Sunday, June 23, 2024

Day After Day #172: Which Way to America?

Day After Day is an ambitious attempt to write about a song every day in 2024 (starting on Jan. 4).

Which Way to America? (1988)

The downside of being a band that's primarily known for one song is it tends to overshadow everything else they've done. Living Colour has dealt with that for decades after rising to fame with the song "Cult of Personality" off their debut album Vivid. 

Formed in 1984 in New York City by guitarist Vernon Reid, the band had several lineups from 1984-1986 until Reid teamed up with singer Corey Glover, bassist Muzz Skillings and drummer Will Calhoun. Reid came from a jazz background, but the band also incorporated influences including Bad Brains, James Brown, Led Zeppelin, Chic and many others into their sound. They eventually caught the attention of Mick Jagger, who helped them get a deal with Epic Records. 

Vivid came out in May 1988, but it took a while for it get some momentum. There was the novelty of four black men playing hard rock, but the success didn't come right away. I actually remember seeing the video for the album's first single "Middle Man" late night on MTV not long after it came out and being impressed and bought the album soon afterward. Then they did a show at TT the Bear's in Cambridge that was simulcast on WBCN; I had to work at Market Basket that night, so I had my brother record it for me. That bootleg was a mindblower; the sheer power and virtuosity exploding off the tape. I was a fan for life.

Then "Cult of Personality" was released as the second single and it totally blew up. The video got heavy airplay, thanks to Glover's dynamic stage presence and Reid's monster Zeppelinesque riff and screaming solos. The song went to #13 on the Billboard Hot 100 and #9 on the Album Rock Tracks chart. It also won a Grammy for Best Hard Rock Performance and the video won a few MTV Video Music awards. 

The great thing about Living Colour was they weren't just a hard rock band. They could play any style. Vivid has the band playing funk, pop, gospel, country, funk and hip hop (with Chuck D and Flavor Flav of Public Enemy guesting on "Funny Vibe"). They also didn't shy away from social issues. The band's look at politics and celebrity in "Cult of Personality" has never been more insightful than right now. And of course, Reid and company wrote about the realities of being black in America on a few songs on the album, including "Funny Vibe" and "Which Way to America?"

The latter song closes the album with furious energy as Glover examines the two Americas he sees.

"I look at the TV/Your America's doing well/I look out the window/My America's catching hell/I just want to know which way do I go to get to your America?/I just want to know which way do I go to get to your America?/I change the channel/Your American's doing fine/I read the headlines/My America's doing time."

The song was one of two that Jagger produced (along with "Funny Vibe") for a demo the band sent to the labels when looking for a deal.

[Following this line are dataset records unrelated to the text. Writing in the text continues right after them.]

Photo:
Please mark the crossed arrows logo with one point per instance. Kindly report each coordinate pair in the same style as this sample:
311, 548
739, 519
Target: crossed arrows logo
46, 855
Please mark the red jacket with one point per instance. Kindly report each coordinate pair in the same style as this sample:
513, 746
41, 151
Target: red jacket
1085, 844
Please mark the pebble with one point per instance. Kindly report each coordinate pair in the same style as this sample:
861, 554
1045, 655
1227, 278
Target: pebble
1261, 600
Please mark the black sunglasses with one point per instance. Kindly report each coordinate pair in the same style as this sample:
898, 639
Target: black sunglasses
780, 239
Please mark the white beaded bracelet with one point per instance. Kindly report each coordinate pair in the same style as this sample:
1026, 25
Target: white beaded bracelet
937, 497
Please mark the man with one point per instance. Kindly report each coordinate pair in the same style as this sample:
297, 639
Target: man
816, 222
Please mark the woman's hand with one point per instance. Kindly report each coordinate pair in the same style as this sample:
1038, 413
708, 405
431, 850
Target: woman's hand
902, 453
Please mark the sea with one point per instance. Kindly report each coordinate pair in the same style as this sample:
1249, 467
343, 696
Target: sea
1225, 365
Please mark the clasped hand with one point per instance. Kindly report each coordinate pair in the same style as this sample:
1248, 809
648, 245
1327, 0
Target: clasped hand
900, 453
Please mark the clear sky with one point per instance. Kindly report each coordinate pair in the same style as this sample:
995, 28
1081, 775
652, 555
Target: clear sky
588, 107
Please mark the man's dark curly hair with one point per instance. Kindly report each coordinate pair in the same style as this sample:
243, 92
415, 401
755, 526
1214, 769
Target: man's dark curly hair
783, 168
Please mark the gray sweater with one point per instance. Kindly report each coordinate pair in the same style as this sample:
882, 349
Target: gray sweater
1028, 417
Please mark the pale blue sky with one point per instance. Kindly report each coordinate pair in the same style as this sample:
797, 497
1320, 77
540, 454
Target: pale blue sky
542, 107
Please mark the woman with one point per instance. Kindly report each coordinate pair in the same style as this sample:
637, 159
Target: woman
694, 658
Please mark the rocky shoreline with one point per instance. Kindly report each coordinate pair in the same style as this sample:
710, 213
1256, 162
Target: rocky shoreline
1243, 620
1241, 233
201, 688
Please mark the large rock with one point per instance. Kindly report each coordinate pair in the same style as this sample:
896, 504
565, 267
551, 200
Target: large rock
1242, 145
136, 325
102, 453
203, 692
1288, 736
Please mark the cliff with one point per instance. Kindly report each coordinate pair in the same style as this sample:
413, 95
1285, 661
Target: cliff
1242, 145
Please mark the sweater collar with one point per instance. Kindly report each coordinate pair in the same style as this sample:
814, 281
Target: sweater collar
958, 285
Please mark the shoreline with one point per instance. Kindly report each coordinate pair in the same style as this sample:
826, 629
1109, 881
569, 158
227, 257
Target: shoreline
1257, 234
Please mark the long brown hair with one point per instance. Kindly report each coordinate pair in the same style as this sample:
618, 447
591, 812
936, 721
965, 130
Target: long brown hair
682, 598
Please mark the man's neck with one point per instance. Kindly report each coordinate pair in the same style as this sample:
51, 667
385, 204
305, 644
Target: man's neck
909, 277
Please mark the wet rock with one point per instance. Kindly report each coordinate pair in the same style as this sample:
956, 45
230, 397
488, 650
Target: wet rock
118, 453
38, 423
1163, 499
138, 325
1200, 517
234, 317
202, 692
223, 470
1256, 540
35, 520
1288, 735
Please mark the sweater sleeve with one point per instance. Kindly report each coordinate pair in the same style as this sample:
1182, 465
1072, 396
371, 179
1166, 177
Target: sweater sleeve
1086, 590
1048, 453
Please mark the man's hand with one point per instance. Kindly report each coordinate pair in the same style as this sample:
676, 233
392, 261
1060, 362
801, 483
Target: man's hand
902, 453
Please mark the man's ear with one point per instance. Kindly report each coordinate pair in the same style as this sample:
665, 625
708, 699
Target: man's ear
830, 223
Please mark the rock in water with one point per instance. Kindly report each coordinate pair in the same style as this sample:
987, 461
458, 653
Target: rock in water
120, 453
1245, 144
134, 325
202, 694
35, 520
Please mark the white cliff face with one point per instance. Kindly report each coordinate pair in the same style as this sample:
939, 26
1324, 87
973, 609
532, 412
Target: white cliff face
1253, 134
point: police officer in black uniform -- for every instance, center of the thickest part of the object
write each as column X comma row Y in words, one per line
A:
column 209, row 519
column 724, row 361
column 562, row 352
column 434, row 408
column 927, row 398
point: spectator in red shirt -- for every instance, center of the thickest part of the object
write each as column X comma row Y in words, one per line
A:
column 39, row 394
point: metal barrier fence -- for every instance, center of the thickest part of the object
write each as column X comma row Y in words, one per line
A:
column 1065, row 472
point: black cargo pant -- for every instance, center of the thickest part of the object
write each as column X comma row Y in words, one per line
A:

It became one of the staples of the group's live show.

"Where's my picket fence?/My long, tall glass of lemonade?/Where's my VCR, my stereo, my TV show? I look at the TV/I don't see your America/I look out the window/I don't see your America/I want to know how to get to your America/I want to know how to get to your America."

Glover screeches those last lines as the band careens towards the end of the song, raging against the seemingly ideal life on television that is out of reach.

In a 2019 Kerrang interview, Reid explained his rationale behind the song. "It's about the distance between the idealized America of home and hearth and the reality of life on the streets. It's a song about the schism and the idea of where does that highway go to? Where's the Yellow Brick Road for me? Where are these totemic symbols that we've arrived that are wrapped up in products and consumption? Certain references in the song have dated, like stereos and VCRs, but the materialism that those objects represent is more ferocious and consumptive than ever before. It's the haves and have-nots, it's divisions on racial lines and the difference between aspiration and reality is wider than it's ever been."

The band was able to follow up Vivid with 1990's Time's Up, which was equally successful and even more diverse musically, with thrash metal, Afro-pop, jazz fusion and Delta blues represented. Living Colour played on the first Lollapalooza tour in 1991 and released an outtakes EP called Biscuits. Skillings left the band in 1992 and was replaced by Doug Wimbish; the new lineup released Stain in 1993, which introduced an angrier, more industrial sound that went over the heads of much of the fan base. It didn't sell as well as the previous two releases and the band split up in 1995 over musical differences. 

Living Colour reunited in 2000 to play a surprise show at CBGB. A new album was released in 2003 and another in 2009. The band caught a new wave of popularity with WWE wrestler CM Punk started using "Cult of Personality" as his entrance song. The band's most recent album, Shade, was released in 2017, featuring an amazing cover of the Notorious B.I.G.'s "Who Shot Ya?" 

I saw the band three time in the early '90s, twice on the Time's Up tour and once on the Stain tour, and then saw them 20 years later at the Paradise during a 25th anniversary tour for Vivid. And then I caught them in a tiny club in Hampton Beach last summer and they absolutely tore the place up. They were opening on a tour for Extreme, but I was happy to see them headline and kick total arse.